As editor, Sarah Tuck has made her mark on Dish magazine but beyond the pages, she’s also building a cooking community with a regular spot on TVNZ’s Breakfast and RNZ. We speak to her about the changes she’s seen to the magazine industry and how she’s turned her love of food into a career.
- When did you enter the media industry?
The first or second time? The first time was back in the dark ages – about 1985, and then (a life-time later) in 2014. The first time around I worked for Bauer (then ACP) for eight years, as sales manager across a variety of titles including More Fashion and More magazines. I left in 1993 to join Elizabeth Arden as sales director. This time it has been a somewhat circuitous route via an eighteen-month stint working alongside Annabel Langbein which spring-boarded a freelance career developing recipes, styling and shooting them for magazine spreads, newspapers and digital. Having done that for Dish for the last five years I leapt at the opportunity to get behind the driver’s seat of my favourite food magazine.
- What’s the biggest change you’ve seen since then?
The advent of social media and influencers has been a significant change – as well as the proliferation of smaller agencies and PR companies focussing on fragmented areas. In terms of social media, I am interested to see how the influencer landscape progresses given it started off so loosely, and is slowly becoming more regulated. The PR component is probably one of the biggest frustrations for me, to see so much spend going into promotion and not advertising. I totally get that some spend is appropriate in events and sampling, however, I get four to five deliveries across my desk every day, and while it is lovely to receive, there is never a guarantee that product will get exposure. From a commercial perspective, it puts magazines in a tricky position given we are reliant on advertising as well as retail sales.
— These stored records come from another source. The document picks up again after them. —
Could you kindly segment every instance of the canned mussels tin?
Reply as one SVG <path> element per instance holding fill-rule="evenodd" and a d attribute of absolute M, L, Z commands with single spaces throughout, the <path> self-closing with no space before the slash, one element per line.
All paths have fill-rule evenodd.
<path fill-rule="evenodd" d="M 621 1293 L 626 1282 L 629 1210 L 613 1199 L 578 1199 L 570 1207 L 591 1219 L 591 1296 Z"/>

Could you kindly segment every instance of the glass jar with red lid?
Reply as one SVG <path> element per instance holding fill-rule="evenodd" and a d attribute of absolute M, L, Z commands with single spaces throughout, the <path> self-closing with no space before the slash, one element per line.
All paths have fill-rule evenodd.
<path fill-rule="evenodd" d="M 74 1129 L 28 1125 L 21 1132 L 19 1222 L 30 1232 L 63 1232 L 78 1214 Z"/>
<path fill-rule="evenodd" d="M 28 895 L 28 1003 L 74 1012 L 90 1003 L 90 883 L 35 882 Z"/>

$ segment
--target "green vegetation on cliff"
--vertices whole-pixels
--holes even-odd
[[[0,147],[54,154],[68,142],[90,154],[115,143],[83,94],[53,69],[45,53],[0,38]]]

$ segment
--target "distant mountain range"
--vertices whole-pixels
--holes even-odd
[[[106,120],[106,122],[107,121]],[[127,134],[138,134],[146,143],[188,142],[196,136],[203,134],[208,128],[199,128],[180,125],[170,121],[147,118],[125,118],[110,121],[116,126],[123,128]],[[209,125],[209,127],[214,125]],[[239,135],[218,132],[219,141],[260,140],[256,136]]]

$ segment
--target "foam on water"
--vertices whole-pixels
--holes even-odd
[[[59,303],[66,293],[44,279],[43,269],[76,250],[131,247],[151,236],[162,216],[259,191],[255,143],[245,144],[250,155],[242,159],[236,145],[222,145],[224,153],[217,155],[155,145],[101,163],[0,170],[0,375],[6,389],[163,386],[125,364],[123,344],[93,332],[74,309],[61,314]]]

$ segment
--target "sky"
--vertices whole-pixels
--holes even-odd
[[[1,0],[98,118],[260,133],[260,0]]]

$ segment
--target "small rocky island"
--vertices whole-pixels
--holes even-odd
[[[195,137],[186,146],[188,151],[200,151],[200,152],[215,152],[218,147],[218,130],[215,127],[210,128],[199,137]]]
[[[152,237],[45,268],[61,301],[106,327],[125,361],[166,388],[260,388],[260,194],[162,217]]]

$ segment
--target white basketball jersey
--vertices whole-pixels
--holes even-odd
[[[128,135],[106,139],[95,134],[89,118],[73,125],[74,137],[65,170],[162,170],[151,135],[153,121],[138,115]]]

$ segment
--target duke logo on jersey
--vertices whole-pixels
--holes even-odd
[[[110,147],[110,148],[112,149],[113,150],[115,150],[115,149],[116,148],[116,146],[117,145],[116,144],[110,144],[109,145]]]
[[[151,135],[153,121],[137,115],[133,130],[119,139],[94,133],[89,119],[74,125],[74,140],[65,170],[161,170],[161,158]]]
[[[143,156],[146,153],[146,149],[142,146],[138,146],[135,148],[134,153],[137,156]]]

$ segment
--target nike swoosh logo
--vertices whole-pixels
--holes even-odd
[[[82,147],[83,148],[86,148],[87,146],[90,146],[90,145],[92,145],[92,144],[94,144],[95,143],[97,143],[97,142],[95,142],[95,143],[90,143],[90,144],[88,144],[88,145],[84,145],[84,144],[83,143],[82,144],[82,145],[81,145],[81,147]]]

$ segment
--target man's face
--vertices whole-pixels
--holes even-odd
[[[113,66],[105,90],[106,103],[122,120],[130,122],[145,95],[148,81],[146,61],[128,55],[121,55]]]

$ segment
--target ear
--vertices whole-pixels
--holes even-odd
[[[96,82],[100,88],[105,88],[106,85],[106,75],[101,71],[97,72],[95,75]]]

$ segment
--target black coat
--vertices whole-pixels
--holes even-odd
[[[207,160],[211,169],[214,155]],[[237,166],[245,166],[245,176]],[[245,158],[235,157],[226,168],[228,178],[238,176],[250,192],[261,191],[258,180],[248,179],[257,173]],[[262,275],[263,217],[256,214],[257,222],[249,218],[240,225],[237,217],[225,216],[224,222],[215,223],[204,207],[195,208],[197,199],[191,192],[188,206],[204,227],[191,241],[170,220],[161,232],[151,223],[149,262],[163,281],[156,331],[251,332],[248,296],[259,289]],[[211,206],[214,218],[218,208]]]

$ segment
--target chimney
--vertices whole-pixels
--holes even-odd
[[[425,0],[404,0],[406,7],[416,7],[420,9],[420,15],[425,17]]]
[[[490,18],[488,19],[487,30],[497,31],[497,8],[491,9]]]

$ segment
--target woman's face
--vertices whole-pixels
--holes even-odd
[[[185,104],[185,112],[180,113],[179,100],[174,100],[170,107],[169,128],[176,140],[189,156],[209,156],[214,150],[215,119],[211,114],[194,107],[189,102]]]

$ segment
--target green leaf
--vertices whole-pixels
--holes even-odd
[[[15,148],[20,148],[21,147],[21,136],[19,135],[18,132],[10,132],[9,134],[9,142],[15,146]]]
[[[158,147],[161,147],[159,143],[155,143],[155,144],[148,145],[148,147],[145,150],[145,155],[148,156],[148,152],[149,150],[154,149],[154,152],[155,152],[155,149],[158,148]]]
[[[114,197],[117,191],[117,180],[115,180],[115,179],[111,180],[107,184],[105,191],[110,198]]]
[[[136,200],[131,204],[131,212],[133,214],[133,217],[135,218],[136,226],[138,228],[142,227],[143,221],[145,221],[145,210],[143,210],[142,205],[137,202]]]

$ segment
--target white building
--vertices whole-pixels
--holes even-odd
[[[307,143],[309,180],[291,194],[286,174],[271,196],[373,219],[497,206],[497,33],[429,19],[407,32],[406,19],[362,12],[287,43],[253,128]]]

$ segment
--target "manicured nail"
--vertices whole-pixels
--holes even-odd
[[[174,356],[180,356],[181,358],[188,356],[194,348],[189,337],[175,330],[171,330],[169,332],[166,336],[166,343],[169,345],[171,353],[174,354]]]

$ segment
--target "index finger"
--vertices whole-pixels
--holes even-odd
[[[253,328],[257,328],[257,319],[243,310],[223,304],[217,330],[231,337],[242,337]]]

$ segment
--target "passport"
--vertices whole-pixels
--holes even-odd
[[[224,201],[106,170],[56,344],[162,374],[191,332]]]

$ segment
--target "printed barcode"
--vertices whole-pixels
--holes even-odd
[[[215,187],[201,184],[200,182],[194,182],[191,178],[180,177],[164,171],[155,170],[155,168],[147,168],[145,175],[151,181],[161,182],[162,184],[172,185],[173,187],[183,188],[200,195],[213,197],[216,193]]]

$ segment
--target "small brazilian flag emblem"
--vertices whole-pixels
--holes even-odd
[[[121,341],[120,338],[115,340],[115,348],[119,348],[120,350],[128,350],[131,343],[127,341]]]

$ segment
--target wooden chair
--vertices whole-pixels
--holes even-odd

Then there is the change in TV viewing (what are the stats on free-to-air TV these days..?) and the digital space with its advertising options and the targeted nature of how we consume media thanks to Facebook, Google and Instagram.
- While editor of a magazine, your profile extends beyond the pages of a magazine – can you explain this?
I have been writing my recipe blog Stuck in the Kitchen (geddit?) for the last five years, and published a cookbook (Coming Unstuck, go get yourself a copy!) so I guess over time there has been some publicity around those things. I have also worked as a freelancer in that time contributing to a range of competing food publications.
- How did the spots on Breakfast and RNZ come about?
The first spot on Breakfast came about when TVNZ approached the magazine to see if someone was available for a one-off spot to talk about seasonal produce (corn, I think…). It seemed to go pretty well and since then I have been invited to take up a regular monthly spot. With RNZ I got a call out of the blue asking if I was free for a series of Friday afternoon spots with Jesse Mulligan…and yes indeed I am.
- Has your presence on Breakfast and RNZ had an impact on the magazine’s sales/subscriptions?
Not on subscriptions I don’t think, and it is hard to quantify in terms of retail sales – although we have definitely seen big spikes in visitors to the website. For me it is all about sharing the ethos of Dish – putting the fun back into food, providing stylish, easy to make recipes and giving readers the confidence to get busy in the kitchen. Food seems to have become such a serious topic these days, and there are some serious issues to be sure – but for me (and Dish!) the whole point of cooking is to bring people together, to eat, drink, talk and have a laugh.
- You’ve previously worked in the sales side of magazines – how do the options for clients vary today from then?
The key changes are the social media/influencer and digital areas – essentially reducing the spend in other media.
- Looking outside of New Zealand, is there a title you look up to or admire for their strategy?
Donna Hay really set the benchmark when it comes to food magazines, creating a rock-solid, identifiable brand with a devoted readership.
- What advice do you have for today’s magazine editors?
Ooohh that’s a bit soon – the newbie giving magazine editors advice?! How about I tell you what is important to me…passion, vision and the ability to be nimble. I want to get to know my readers – what they like, and what they don’t…then of course I want to welcome a whole new generation to the Dish experience, and show them that creating amazing food doesn’t have to be difficult, complicated or scary…just bloody good fun.